In the self-discharge test, the generation of a minute internal short-circuit in the battery assembly is determined by leaving the battery assembly having an adjusted state of charge (SOC) alone for a specified period of time and measuring a voltage drop amount during this period (self-discharge). However, it is sometimes the case that, even after adjustment of the SOC, a voltage of the aged battery assembly is not stabilized for a while and continues to rise or fall (hereinafter, this period will be simply referred to as a “voltage instability period”). For that reason, in order to accurately conduct a test (determination), there is a need to wait until the voltage of the battery assembly is sufficiently stabilized. In the production method of the related art, the time required for production (typically, the initial period of the self-discharge test, i.e., the voltage instability period) tends to become longer. Examples of a technique for addressing this problem include Japanese Patent Application Publication No. 2012-084346 (JP 2012-084346 A) which recites that a self-discharge test period (particularly, a voltage instability period) can be shortened by forcedly discharging an aged battery after the battery is kept in a high SOC state for 1 to 7 days and by setting a difference in voltages available before and after the forced discharging to fall within a predetermined range.

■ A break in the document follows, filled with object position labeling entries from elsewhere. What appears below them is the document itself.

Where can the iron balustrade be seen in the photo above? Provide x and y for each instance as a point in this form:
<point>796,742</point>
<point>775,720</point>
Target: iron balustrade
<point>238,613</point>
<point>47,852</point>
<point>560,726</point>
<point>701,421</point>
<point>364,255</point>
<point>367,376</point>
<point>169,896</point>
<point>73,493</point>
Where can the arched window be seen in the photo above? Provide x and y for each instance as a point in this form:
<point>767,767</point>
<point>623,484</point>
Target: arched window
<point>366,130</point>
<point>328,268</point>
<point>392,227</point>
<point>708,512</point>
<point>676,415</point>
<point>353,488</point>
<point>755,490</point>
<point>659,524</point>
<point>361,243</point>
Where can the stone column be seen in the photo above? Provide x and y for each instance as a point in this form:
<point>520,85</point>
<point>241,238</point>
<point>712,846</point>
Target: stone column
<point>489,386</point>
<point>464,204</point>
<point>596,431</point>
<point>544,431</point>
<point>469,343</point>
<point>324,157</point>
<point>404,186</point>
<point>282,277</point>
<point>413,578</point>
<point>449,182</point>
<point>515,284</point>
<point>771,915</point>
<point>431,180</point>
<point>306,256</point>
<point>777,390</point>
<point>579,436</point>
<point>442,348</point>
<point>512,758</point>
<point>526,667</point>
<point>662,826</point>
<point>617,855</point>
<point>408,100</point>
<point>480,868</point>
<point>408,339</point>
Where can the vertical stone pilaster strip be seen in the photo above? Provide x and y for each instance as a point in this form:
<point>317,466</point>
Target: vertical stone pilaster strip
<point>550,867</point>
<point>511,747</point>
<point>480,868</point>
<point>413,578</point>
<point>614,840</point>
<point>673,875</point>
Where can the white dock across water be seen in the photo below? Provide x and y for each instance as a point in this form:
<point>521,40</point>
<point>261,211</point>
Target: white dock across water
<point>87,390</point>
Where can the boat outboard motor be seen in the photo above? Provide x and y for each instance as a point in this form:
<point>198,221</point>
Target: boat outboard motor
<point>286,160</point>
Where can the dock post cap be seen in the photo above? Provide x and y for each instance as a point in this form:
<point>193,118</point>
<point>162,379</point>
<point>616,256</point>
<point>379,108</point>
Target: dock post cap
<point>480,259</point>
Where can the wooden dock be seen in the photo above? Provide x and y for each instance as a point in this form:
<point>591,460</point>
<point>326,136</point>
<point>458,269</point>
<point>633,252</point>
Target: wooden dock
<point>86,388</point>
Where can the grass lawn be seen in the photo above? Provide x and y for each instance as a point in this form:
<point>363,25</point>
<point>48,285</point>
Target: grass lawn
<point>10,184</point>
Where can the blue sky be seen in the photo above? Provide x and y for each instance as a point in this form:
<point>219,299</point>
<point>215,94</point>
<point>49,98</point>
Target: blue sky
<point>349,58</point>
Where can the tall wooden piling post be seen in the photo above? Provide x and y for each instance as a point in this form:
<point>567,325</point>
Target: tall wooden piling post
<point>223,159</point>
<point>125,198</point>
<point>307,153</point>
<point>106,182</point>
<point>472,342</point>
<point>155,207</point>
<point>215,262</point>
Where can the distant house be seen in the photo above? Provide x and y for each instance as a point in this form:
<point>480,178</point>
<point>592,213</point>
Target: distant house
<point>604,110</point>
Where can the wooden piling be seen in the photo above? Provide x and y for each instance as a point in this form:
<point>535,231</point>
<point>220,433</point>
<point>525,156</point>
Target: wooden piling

However, the research conducted by the inventors revealed that, in the method disclosed in JP 2012-084346 A, the aforementioned battery voltage fluctuation often lasts for a long period of time (e.g., 5 days or longer) depending on, e.g., the condition of the electrode lot or an aging condition. This tendency was particularly conspicuous in a battery which is required to generate high output power in a low SOC region (e.g., a region where an SOC is 30% or less), e.g., a battery mounted to a plug-in hybrid vehicle (PHV). Accordingly, from the viewpoints of productivity, work efficiency and costs, there is a demand to further shorten a self-discharge test period (e.g., a voltage instability period) without reducing test accuracy.